In other words, computing many formulas needed to come up with a COVID-19 vaccine requires immense computational power not readily available. To help expedite calculations, you can help Folding@home’s cause from home by donating your computer’s spare computational resources using the link above.
Restaurants Innovate to Help Mitigate Profit Losses

(Photo from thespoon.tech)
While the tech sector works closely with the government during this pandemic, the service industry seems left out to sea, struggling to stay afloat. Restaurants recently petitioned the government for financial assistance as closures and layoffs mounted. But some restaurants are turning to tech-inspired innovations to help bolster sales during the recent shuttering. Creator, the robot-burger startup we covered last week, released a new delivery method to combat corona-contamination (video here), for example, which leaves their robot-produced burgers virtually untouched by human hands prior to delivery, while Chipotle this week unveiled a series of daily "Chipotle Together" celebrity-hosted video conferencing sessions through Zoom to promote social distancing and connect with a younger audience.
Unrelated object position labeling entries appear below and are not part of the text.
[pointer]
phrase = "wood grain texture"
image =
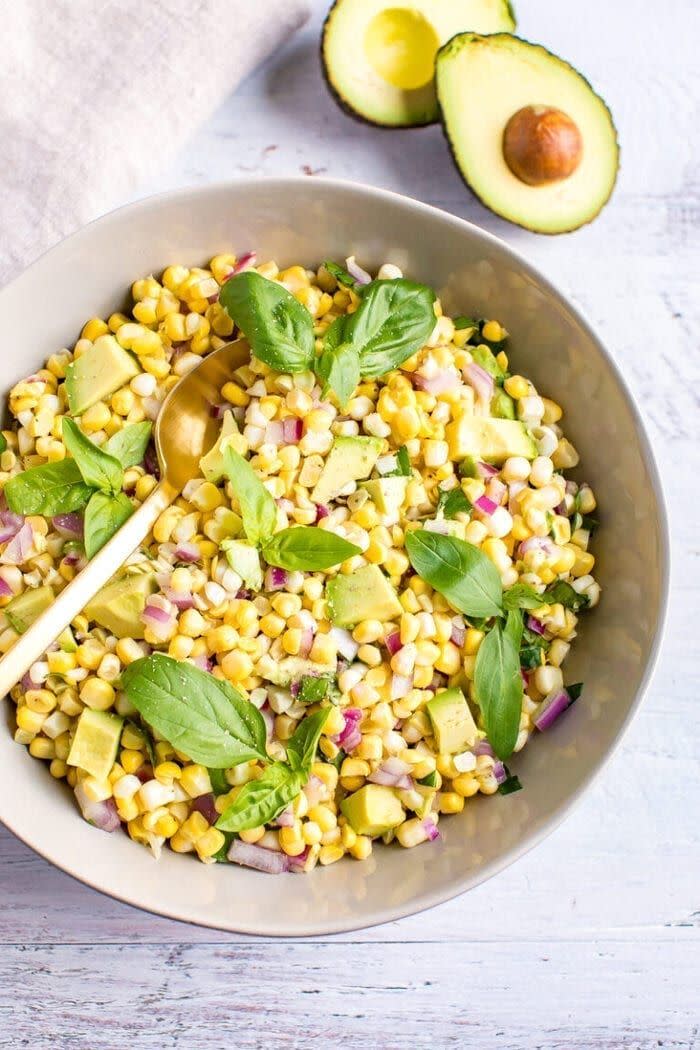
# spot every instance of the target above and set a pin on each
(593, 940)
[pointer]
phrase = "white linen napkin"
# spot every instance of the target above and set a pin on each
(96, 96)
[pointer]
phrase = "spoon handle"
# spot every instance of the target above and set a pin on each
(34, 643)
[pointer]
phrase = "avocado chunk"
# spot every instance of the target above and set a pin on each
(491, 440)
(373, 810)
(452, 721)
(98, 373)
(120, 605)
(212, 464)
(508, 106)
(246, 561)
(25, 607)
(365, 594)
(349, 459)
(379, 57)
(96, 741)
(387, 494)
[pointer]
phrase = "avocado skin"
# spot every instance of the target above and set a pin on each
(345, 106)
(443, 124)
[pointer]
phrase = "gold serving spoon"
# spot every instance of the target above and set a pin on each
(185, 431)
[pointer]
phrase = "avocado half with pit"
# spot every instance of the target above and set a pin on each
(379, 57)
(529, 134)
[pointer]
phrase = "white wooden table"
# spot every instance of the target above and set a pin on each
(593, 940)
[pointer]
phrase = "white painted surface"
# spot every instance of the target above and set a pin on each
(593, 940)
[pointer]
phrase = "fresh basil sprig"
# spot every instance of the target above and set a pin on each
(499, 684)
(459, 570)
(54, 488)
(308, 548)
(200, 715)
(279, 330)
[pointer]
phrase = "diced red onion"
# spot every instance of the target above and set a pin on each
(356, 271)
(19, 547)
(68, 525)
(102, 815)
(535, 625)
(401, 686)
(275, 579)
(393, 643)
(485, 505)
(481, 381)
(345, 644)
(187, 552)
(430, 830)
(262, 860)
(293, 428)
(205, 805)
(551, 708)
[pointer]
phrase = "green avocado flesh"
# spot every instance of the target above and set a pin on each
(482, 82)
(379, 57)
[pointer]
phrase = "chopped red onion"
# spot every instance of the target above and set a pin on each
(293, 428)
(393, 643)
(551, 708)
(205, 805)
(275, 579)
(262, 860)
(19, 547)
(485, 505)
(68, 525)
(356, 271)
(430, 830)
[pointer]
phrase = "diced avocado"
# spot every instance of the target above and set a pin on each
(67, 642)
(212, 464)
(379, 57)
(452, 721)
(365, 594)
(96, 742)
(373, 810)
(387, 494)
(349, 459)
(120, 605)
(491, 440)
(98, 373)
(529, 134)
(246, 561)
(23, 610)
(503, 405)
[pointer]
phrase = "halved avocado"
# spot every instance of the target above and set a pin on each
(379, 57)
(510, 106)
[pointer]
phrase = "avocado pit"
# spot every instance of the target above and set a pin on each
(542, 145)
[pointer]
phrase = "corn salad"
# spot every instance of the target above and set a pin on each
(534, 527)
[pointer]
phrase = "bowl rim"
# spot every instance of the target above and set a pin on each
(427, 900)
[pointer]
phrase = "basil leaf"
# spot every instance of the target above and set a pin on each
(308, 548)
(340, 371)
(301, 747)
(203, 716)
(129, 444)
(499, 686)
(393, 321)
(261, 800)
(459, 570)
(258, 510)
(522, 596)
(563, 593)
(453, 503)
(104, 515)
(54, 488)
(279, 330)
(99, 469)
(341, 275)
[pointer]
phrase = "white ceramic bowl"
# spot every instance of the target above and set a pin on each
(306, 221)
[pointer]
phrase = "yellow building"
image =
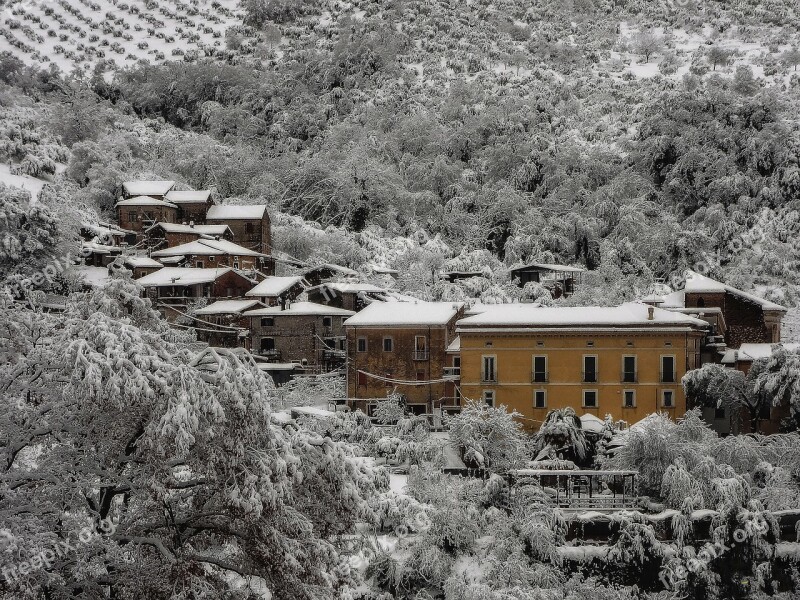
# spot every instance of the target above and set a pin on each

“The outbreak has led to a plunge of as much as 64% in restaurant occupancy compared to the same time last year, per OpenTable data cited by Recode,” writes Mobile Marketer reporter Robert Williams in the article, ‘Chipotle tackles social distancing with virtual hangouts on Zoom.’ “.... Even before cities and states announced restrictions on dining establishments, Chipotle had created a tamper-evident packaging seal to ensure that food is untouched during delivery, and upgraded the messaging feature of its delivery tracker to provide real-time updates…. Chipotle's virtual hangouts on Zoom are a novel way to bring people together as they practice social distancing to reduce the likelihood of spreading the illness COVID-19.”
“Chipotle Together” chats have the added benefit of helping to drive customers to Chipotle’s mobile apps, which offer easy delivery options. To my mind, restaurants that best connect with customers and innovate to promote safety during this pandemic will be best prepared to stay afloat while stores are closed, and after.
That’s all for now. May everyone out there stay safe and smart as we continue to hunker down.